Muse, Wembley Stadium, London
Giant-killers triumph as the house band fit for a stadium
Monday 18 June 2007
Talk about unlikely glories. Granted, Muse and Wembley Stadium have much in common. Neither major in subtlety or stealth: one sits under a skyline-dominating arch so vast you could probably fly a decent-sized plane through it; the other dominates contemporary rock with a sound so vast it could probably give the volume of said plane taking off a run for its money.
But there's also something fabulously implausible about Muse's path to Wembley Stadium. If you had been asked in 1997 who would be the first band to sell out this expensively reappointed venue, you wouldn't have put money on a trio from Teignmouth who channel the pomp of prime-era Queen through Rush-styled prog-rock, 1990s guitar-rock dynamics, falsetto-fuelled symphonics and loopy conspiracy-theory lyrics about aliens and the like. A band once dismissed as a daft version of Radiohead for doom-metal teenagers, at that.
Last year, before unfinished building work forced a hasty relocation of the gig, the Eighties pin-up poodle-rockers Bon Jovi were scheduled to open the new Wembley. See the difference?
In the event, the supports helped set the tone of unlikely success. To a rapturous reception, the Mexican acoustic-guitar duo Rodrigo y Gabriela somehow managed to cut fresh routes through hoary heavy-rock classics such as "Smoke on the Water". Dirty Pretty Things proved ordinary by comparison, but The Streets won over the fiercely partisan Muse faithful with much charm, Mike Skinner even gamely trying to re-enact the clap-along moment from Queen's "Radio Ga Ga" at Live Aid.
Muse's glory wasn't to be stolen, though. It takes them roughly half a minute to grab the show by the scruff of the neck.

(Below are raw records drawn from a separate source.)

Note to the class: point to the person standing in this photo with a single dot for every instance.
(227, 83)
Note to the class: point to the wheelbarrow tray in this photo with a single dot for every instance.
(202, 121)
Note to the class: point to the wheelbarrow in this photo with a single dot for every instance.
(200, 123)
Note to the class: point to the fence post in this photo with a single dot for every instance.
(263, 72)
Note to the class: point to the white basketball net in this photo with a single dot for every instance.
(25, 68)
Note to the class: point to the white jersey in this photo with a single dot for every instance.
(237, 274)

Framed by explosions of glitter and backed by a bombastic orchestral overture, they rise through a stage in the centre of the crowd and stride to the main stage via a walkway. Once there, the singer, Matt Bellamy, teases out the Close Encounters of the Third Kind theme tune from his guitar before tearing into the galloping mariachi-metal of "Knights of Cydonia". It's an attention-grabbing entrance, even before you take into account the drummer, Dom Howard's, retina-scorching, lime-green jeans and Bellamy's hot chilli pepper of a red suit.
As a spectacle, the show is eye-catching. Huge balloons behind the stage exude an extra-terrestrial glow as screens flash out a flurry of slogans and images.
During "New Born", five giant satellite dishes cast baleful spotlight eyes over the crowd, like the war machines inWar of the Worlds. In the encores, during the symphonic lullaby "Blackout", two balloons rise high over the heads of the audience with two white-clothed acrobats suspended from them, an eerie, graceful, Man Who Fell to Earth-ish visual coup that invokes 70,000 or so ecstatic "Ooohs" and "Aaaahs".
Happily, the music is a muscular match for the bells-and-whistles production. "Hysteria" and "Supermassive Black Hole" state the case: anything less than super-massive hysteria won't do for this occasion.
The latter's Prince-styled funk-grunge hits an irresistibly cocky stride, before an elegantly propulsive "Map of the Problematique" inflates Eighties-styled synth-rock to stadium size. Even during the set's space-rock-Liberace mid-section, as Bellamy teases out glissandos from a grand piano, the intensity overrides any charges of ridiculousness with one central certainty: this rocks, in a big way.
In a Queenly way, too. "Invincible" mines communal catharsis with the shamelessly anthemic grandiosity of "We Are the Champions", before the pulse-pounding pop of "Starlight" unites the audience in a clap-along that, after Mike Skinner's winningly witty attempt, invokes "Radio Ga Ga" in excelsis. If Queen seemed like Wembley Stadium's house band during the mid to late Eighties, Muse grab that crown with both hands. Unlikely as it might once have looked, Muse really were the right band for this job.